Post by Nicholas Blanton »

"Joint failure is often caused by improper joint construction". I think this is easily misinterpreted. Some glues are good at filling gaps- epoxy is so good that some wooden boats might be called Wood Reinforced Plastic. Hide glue is not. Titebond is better than hide glue. So, a joint that's proper for epoxy may not be proper for Titebond, and a joint that's proper for Titebond might not be proper for hide glue.

Also, hide glue and old Titebond let go when they get wet- especially hide glue. The edges of the joint absorb water the fastest, and the joint only has to fail around the edges to completely, eventually fail.

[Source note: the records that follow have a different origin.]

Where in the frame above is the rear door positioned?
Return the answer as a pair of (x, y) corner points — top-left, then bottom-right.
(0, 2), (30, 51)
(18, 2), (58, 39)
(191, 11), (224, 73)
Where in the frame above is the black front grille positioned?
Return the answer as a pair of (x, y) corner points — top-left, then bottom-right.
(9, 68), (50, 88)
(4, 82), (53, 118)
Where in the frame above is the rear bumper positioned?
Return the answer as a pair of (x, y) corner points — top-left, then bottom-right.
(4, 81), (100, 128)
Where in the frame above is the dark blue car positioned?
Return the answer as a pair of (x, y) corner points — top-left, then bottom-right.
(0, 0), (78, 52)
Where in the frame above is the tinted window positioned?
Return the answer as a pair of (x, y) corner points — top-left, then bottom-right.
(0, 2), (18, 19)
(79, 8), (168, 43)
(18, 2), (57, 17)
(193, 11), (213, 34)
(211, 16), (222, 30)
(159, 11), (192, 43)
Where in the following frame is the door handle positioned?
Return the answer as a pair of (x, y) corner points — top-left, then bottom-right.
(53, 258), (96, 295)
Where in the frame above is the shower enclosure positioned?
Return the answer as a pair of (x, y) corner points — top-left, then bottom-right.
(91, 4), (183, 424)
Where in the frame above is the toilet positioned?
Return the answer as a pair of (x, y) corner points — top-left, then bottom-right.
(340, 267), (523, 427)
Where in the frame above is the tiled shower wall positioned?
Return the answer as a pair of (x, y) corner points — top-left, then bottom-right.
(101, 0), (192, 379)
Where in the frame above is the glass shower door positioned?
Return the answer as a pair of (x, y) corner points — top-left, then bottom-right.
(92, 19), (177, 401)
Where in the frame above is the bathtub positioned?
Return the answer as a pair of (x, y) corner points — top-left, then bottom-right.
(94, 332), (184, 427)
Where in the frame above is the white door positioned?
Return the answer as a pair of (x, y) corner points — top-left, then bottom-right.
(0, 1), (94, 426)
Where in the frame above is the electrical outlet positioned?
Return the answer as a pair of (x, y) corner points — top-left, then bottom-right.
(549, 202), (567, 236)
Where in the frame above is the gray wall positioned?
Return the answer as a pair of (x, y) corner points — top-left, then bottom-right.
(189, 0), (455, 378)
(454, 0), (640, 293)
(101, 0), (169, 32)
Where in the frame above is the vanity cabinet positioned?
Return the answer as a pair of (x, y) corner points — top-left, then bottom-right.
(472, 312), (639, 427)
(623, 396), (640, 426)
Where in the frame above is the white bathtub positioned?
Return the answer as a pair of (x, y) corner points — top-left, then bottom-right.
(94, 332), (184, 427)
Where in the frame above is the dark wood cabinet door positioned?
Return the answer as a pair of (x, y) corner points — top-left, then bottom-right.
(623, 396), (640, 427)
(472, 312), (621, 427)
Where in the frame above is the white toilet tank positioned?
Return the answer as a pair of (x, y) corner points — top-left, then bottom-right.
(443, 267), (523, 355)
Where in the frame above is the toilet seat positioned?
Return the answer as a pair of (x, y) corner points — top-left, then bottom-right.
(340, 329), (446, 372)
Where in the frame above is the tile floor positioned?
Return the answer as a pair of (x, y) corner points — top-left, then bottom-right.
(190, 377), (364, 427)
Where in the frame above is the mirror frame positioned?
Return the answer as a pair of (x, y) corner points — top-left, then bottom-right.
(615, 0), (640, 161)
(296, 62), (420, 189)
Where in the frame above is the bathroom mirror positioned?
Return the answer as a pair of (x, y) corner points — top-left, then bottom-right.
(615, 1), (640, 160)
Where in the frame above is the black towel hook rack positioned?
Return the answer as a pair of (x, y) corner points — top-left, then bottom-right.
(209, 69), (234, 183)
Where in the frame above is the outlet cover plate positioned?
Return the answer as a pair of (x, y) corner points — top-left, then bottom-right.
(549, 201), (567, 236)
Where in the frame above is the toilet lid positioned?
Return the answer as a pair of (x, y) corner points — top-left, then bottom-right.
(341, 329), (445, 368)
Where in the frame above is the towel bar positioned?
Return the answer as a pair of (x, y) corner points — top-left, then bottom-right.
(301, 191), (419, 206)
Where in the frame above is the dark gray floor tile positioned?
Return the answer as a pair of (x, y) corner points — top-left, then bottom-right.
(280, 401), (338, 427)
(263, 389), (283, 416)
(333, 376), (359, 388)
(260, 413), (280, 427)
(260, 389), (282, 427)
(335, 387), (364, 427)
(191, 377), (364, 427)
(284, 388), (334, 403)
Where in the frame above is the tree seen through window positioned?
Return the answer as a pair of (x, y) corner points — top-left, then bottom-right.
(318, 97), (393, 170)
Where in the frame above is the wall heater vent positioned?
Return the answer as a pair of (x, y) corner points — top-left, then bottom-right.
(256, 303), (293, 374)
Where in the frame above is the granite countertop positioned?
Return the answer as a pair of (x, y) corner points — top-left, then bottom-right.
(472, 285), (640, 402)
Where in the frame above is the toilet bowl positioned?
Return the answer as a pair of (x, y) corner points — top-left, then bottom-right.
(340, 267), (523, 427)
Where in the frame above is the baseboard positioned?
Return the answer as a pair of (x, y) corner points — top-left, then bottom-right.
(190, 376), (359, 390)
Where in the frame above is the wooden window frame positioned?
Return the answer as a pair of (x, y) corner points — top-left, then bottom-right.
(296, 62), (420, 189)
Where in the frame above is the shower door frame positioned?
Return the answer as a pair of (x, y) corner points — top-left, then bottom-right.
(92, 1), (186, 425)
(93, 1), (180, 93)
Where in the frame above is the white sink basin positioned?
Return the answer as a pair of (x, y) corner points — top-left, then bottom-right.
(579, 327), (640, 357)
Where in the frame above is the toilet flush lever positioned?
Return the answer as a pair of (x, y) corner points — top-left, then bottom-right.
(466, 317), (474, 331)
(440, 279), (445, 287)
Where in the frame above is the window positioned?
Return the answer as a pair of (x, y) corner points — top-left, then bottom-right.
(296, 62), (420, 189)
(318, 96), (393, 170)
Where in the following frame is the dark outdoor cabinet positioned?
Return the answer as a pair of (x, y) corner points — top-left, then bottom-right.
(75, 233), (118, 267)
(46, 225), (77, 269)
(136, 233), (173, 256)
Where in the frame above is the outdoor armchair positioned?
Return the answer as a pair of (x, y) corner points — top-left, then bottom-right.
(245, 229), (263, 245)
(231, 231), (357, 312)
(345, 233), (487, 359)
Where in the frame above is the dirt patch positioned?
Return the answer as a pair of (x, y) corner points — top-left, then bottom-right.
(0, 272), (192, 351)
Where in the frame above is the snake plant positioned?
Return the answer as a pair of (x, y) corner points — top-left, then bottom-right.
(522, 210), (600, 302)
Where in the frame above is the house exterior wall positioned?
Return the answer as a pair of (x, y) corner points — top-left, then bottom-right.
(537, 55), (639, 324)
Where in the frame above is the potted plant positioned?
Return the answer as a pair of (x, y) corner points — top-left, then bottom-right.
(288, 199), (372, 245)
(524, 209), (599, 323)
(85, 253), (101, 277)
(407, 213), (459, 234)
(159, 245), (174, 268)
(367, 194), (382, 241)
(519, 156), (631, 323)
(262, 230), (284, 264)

So the figures of 1,200-3,000 psi , applied to real glue joint, might only apply to part of the joint, and for a limited time. There are a lot of old wood things out there- furniture,pianos, instruments, WWI airplanes- that have had failed hide glue joints. They were all fine for some years, and then little by little the joints spread apart. This is why so many hammered dulcimers in the mid 1800's were assembled with casein glue- it took much longer for it to fail. Not that there isn't a minimum strength for hide glue- lots of 17th century fiddles still out there- but it's going to be lower than 1,200-3,000 psi if you can follow it over a long time.

Now, the question of whether you WANT all those instruments to last forever is something else. Somebody asked Norman Rockwell about whether he shouldn't be using more permanent techniques so people in the future could see his work ( he mixed ink, pencil, lacquer, oil, or whatever to meet his deadlines) and he said, let 'em paint their own pictures. Maybe we should be letting people 150 years from now build their own instruments, too.